Kobo, which changed hands in February, recently shuttered its doors for a more complete overhaul, and is set to be reopened at a yet-to-be-determined date under a still-under-wraps moniker. A message posted on the club’s Facebook site read, in part, “The venue will be opened under a new name after thorough reconstruction … At the moment we will not be booking any June or July dates.”

Before closing the doors for remodeling on June 1 (new owner Ben DeRolph has stated several times the joint will remain a bar-slash-music venue), Kobo hosted a final weekend of shows, including a Thursday evening showcase curated by local booking/promotions/management house Yawning Rabbit Productions.

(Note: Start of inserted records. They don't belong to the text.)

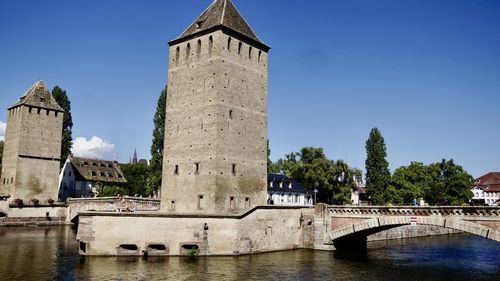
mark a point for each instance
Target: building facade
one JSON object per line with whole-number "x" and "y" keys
{"x": 32, "y": 151}
{"x": 216, "y": 116}
{"x": 281, "y": 190}
{"x": 486, "y": 189}
{"x": 83, "y": 177}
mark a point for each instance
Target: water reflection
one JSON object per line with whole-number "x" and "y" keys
{"x": 42, "y": 253}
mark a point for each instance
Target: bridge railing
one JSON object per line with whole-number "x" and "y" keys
{"x": 410, "y": 210}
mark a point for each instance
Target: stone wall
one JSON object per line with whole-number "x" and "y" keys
{"x": 261, "y": 230}
{"x": 411, "y": 231}
{"x": 216, "y": 128}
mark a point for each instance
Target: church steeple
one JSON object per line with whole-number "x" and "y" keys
{"x": 134, "y": 158}
{"x": 221, "y": 14}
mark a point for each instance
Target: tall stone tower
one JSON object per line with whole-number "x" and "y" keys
{"x": 32, "y": 146}
{"x": 216, "y": 118}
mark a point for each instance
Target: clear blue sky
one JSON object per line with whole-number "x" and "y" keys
{"x": 426, "y": 72}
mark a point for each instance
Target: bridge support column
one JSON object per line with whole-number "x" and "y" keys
{"x": 353, "y": 242}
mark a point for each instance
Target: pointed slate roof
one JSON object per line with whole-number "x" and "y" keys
{"x": 221, "y": 13}
{"x": 38, "y": 96}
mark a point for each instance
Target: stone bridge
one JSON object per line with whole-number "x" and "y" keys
{"x": 110, "y": 204}
{"x": 346, "y": 227}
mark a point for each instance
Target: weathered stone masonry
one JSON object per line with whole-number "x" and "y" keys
{"x": 216, "y": 128}
{"x": 32, "y": 146}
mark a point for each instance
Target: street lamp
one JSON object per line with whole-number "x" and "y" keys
{"x": 315, "y": 191}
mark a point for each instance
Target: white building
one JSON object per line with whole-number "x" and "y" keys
{"x": 81, "y": 177}
{"x": 486, "y": 189}
{"x": 282, "y": 190}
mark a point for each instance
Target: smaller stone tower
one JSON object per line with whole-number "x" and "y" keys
{"x": 32, "y": 146}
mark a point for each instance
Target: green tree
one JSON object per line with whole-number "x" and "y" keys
{"x": 409, "y": 183}
{"x": 137, "y": 176}
{"x": 377, "y": 168}
{"x": 1, "y": 151}
{"x": 155, "y": 176}
{"x": 451, "y": 184}
{"x": 334, "y": 180}
{"x": 67, "y": 140}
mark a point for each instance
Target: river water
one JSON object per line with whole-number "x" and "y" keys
{"x": 51, "y": 253}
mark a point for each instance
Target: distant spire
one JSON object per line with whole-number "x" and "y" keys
{"x": 134, "y": 159}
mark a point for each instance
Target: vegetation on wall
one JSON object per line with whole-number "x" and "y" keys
{"x": 67, "y": 140}
{"x": 137, "y": 176}
{"x": 155, "y": 176}
{"x": 1, "y": 151}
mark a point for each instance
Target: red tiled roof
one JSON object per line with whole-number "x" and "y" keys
{"x": 489, "y": 182}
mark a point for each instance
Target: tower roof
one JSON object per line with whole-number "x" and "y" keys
{"x": 221, "y": 13}
{"x": 38, "y": 96}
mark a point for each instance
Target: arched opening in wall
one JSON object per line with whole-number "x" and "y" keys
{"x": 127, "y": 249}
{"x": 198, "y": 49}
{"x": 188, "y": 51}
{"x": 189, "y": 250}
{"x": 210, "y": 45}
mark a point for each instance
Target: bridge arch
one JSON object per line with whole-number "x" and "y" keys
{"x": 356, "y": 234}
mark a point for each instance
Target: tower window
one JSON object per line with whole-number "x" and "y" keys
{"x": 210, "y": 45}
{"x": 200, "y": 201}
{"x": 232, "y": 203}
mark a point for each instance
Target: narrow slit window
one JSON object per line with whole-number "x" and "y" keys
{"x": 210, "y": 45}
{"x": 232, "y": 202}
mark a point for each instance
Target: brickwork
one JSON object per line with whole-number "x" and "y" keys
{"x": 32, "y": 146}
{"x": 216, "y": 129}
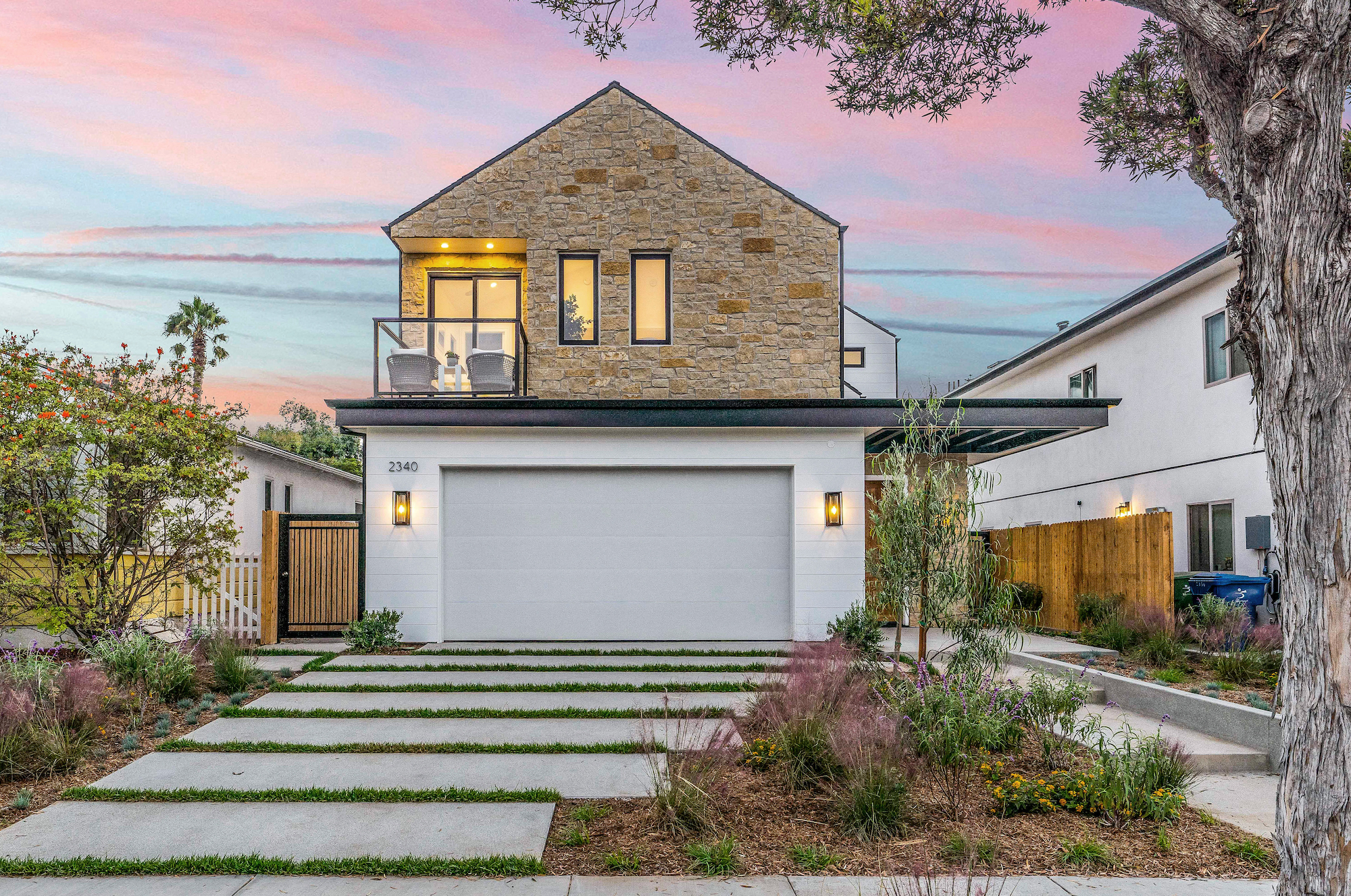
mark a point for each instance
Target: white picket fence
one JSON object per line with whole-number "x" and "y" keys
{"x": 232, "y": 601}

The evening’s diverse lineup veered from twitchy indie-rock to Renaissance fair folk — a weirdly appropriate assemblage for a space that has hosted everything from metal bands to acoustic, singer/songwriter types over the years — though not everything connected. Dueling Pianos, a keyboard-based collaboration between Jack Doran and Sam Muccio, for one, could better be summed up as Clashing Pianos, and there were numerous times it felt as if the two were playing entirely different songs at precisely the same time. At one point, the two sang, “There aren’t any words to the song/We just make it up as we go along,” and that half-formed, improvised feel defined much of the ragged set.

Andrea Valera and Tessa Reed of The Bitter Winds, in contrast, stitched together folk ditties with all the delicacy and care of a jeweler finishing off a particularly intricate piece. Incorporating everything from banjo to mandolin, the two, who easily could have existed within the world of “Inside Llewyn Davis,” harmonized on a range of tunes born largely of heartache and despair. “These ribs are an empty cage,” they repeated on the shattered “Robert.”

Best of all, however, was a 30-plus minute opening set from indie quartet Burlap for Bear, which incorporated everything from loping, folk-influenced tunes (“Dreaming of Home”) to proggier, art-rock fair. One new song, “Dear Son,” opened as a childlike nursery rhyme before taking a much darker turn, frontman Scott Baldwin singing of resentment and regret. Oddly, the band seemed most comfortable shut off from the light, and its best songs tended to explore the physical and emotional distances that tend to grow with the passage of time.